- Quatit, Eritrea (Eritrea)
- Country: Eritrea
- Region: Debub
- Time zone: UTC+3 (EAT)

= Quatit, Eritrea =

Also known as Qua'atit, Quatit (ዃዕቲት) is a town located in the Debub region of Eritrea. It sits about 16 km west of Adi Keyih.

==Geography==
Quatit is located in southern Eritrea, approximately 100 km from the capital city of Asmara.

==Demographics==
The population of Quatit is around 1,000 to 3,000 people. Most of the village’s inhabitants are Orthodox Christians, with a few Muslim families. The language spoken in Quatit is Tigrinya.

==Religion==
There are two Orthodox churches in Quatit: Selassie (Holy Trinity) and Abune Aregawi. There is one mosque in the village.

==Economy==
Many of the residents are farmers and cattle herders, with a few shopkeepers. The main income is from agriculture. Villagers grow a variety of grains, including teff, maize, sorghum, and wheat, as well as onions, papaya, oranges, lemons, tomatoes, potatoes, and carrots. Families also keep livestock in the form of goats, sheep, cows, camels, and donkeys. Every Saturday, there is a market in the middle of town, where one can buy and sell fruits and vegetables, teff and other grains, and animals. Quatit does not have electricity, nor internet. There is no foreign investment in Quatit, and there are no factories or industries in the village. Sunday is the official day of rest, and no shops operate on this day.

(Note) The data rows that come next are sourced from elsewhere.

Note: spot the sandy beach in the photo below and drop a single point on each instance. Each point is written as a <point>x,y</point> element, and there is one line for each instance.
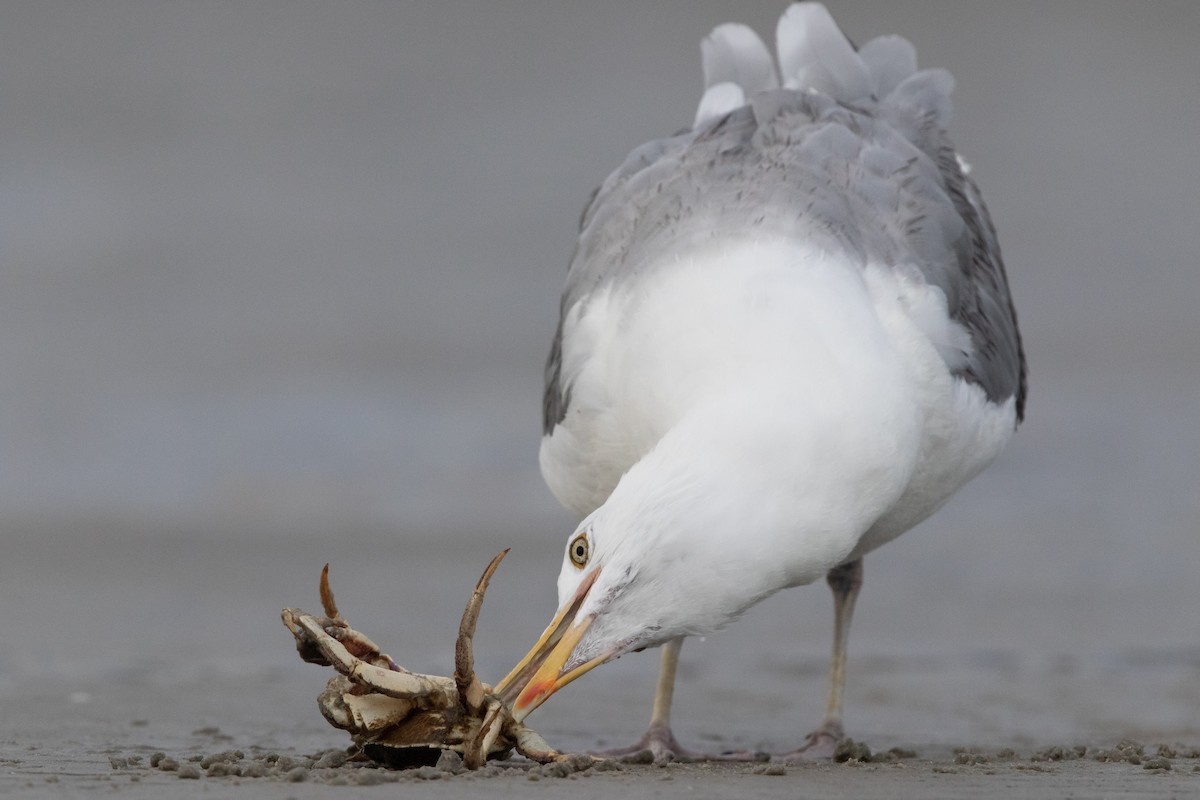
<point>276,287</point>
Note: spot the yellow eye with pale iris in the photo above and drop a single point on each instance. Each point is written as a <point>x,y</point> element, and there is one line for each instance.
<point>579,549</point>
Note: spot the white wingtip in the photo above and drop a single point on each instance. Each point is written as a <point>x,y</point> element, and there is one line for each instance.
<point>733,53</point>
<point>737,65</point>
<point>718,101</point>
<point>889,59</point>
<point>815,54</point>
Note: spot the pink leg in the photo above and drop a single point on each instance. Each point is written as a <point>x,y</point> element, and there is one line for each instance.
<point>845,581</point>
<point>659,741</point>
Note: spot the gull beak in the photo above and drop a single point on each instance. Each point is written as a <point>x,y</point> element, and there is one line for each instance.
<point>544,671</point>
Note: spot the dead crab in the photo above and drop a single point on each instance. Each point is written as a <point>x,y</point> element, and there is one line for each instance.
<point>405,719</point>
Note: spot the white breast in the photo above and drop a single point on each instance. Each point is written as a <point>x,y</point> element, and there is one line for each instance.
<point>869,344</point>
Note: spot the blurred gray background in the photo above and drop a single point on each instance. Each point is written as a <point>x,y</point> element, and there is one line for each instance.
<point>276,286</point>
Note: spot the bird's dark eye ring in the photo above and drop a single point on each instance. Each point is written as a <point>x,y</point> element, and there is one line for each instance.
<point>579,549</point>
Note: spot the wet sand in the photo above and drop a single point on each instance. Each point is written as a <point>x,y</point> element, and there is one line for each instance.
<point>277,287</point>
<point>168,671</point>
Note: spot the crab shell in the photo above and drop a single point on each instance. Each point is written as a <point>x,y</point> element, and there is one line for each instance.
<point>403,719</point>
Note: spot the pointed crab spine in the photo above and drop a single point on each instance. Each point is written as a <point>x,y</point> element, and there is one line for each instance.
<point>471,690</point>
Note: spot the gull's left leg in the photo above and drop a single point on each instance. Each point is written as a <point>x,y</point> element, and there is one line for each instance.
<point>659,740</point>
<point>845,581</point>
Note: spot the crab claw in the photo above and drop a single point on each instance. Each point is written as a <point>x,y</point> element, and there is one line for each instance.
<point>327,596</point>
<point>471,690</point>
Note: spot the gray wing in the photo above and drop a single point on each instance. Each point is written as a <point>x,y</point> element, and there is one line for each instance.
<point>874,179</point>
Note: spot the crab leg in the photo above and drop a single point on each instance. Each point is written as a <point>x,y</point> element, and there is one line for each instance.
<point>327,597</point>
<point>471,690</point>
<point>403,685</point>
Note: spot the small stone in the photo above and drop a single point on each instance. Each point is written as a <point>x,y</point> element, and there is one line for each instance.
<point>226,757</point>
<point>771,769</point>
<point>581,762</point>
<point>642,757</point>
<point>850,750</point>
<point>221,769</point>
<point>370,777</point>
<point>450,762</point>
<point>331,759</point>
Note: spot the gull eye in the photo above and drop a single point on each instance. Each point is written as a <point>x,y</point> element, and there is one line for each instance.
<point>579,549</point>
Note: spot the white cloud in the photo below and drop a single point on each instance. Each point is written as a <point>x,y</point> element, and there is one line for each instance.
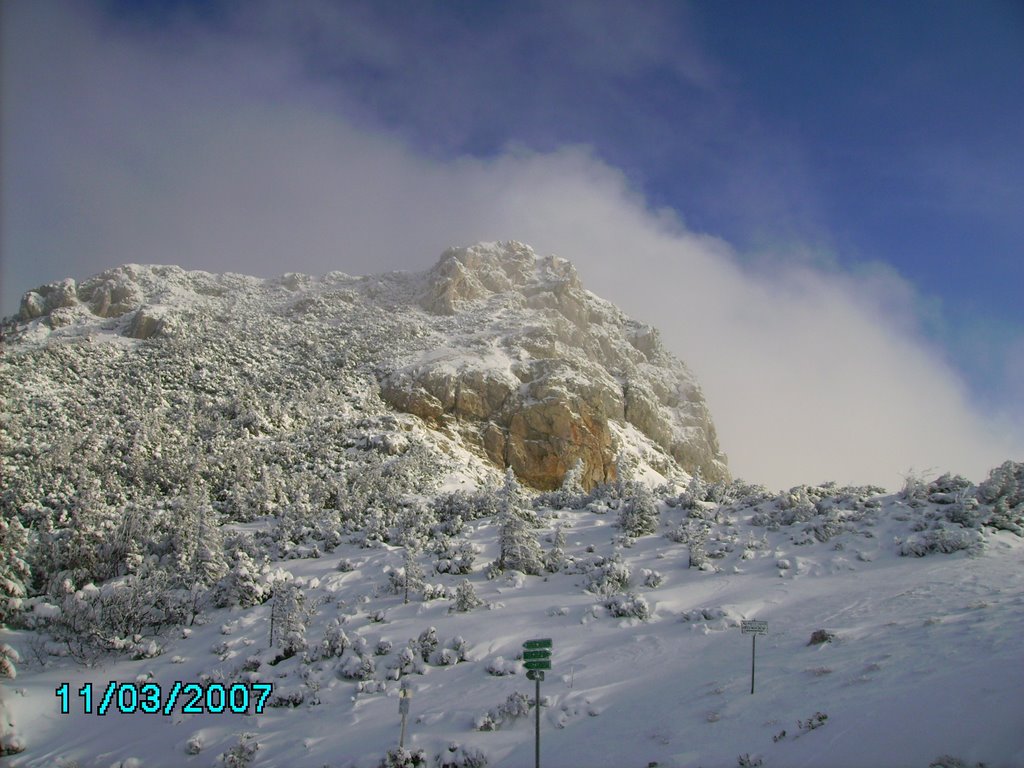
<point>223,161</point>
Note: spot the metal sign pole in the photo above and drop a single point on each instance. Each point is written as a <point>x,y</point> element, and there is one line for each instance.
<point>754,655</point>
<point>403,695</point>
<point>538,707</point>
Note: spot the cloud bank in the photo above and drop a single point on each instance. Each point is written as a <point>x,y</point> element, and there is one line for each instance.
<point>226,157</point>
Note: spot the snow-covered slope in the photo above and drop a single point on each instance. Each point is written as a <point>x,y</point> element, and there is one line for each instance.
<point>216,487</point>
<point>922,662</point>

==Culture and contemporary life==
Most boys act as shepherds. Usually, shepherding begins at ages 7–9 until about age 13, when the job is passed on to a younger sibling. School has two shifts, a morning shift and an afternoon shift, allowing children to both help their families and attend school. A few girls also act as shepherds. Girls are mostly expected to help their mothers with chores such as carrying water.
The MayBellew and MayFallo wells are used for swimming and for animals. The MayBerazio well is for drinking.
Popular sports include soccer, basketball, running, and shot put. These can be played on school sports teams.
Commonly consumed foods are injera bread and suwa, a homebrewed alcohol.

==Important structures==
Quatit has two churches, one mosque, and a hospital. There is also an abandoned Italian military base by the village, called Forto.

==Government==
Quatit administers four other, smaller villages: Adiferti, Maadoruba, Adi'awhi, and Adi’etket.

==Education==
Quatit has a preschool, an elementary school, a junior high school, and a high school. School has a morning shift and an afternoon shift, allowing children to both help their families and attend school.

==Transportation==
There are buses to Asmara, Dekemhare, and Adikeih. The bus from Dekemhare to Quatit comes once a day, and the bus to Asmara comes three times a week. Quatit is not serviced by trains or planes.

==Notable people==
- Tsehaytu Beraki (singer). She was known for her love songs and traditional music.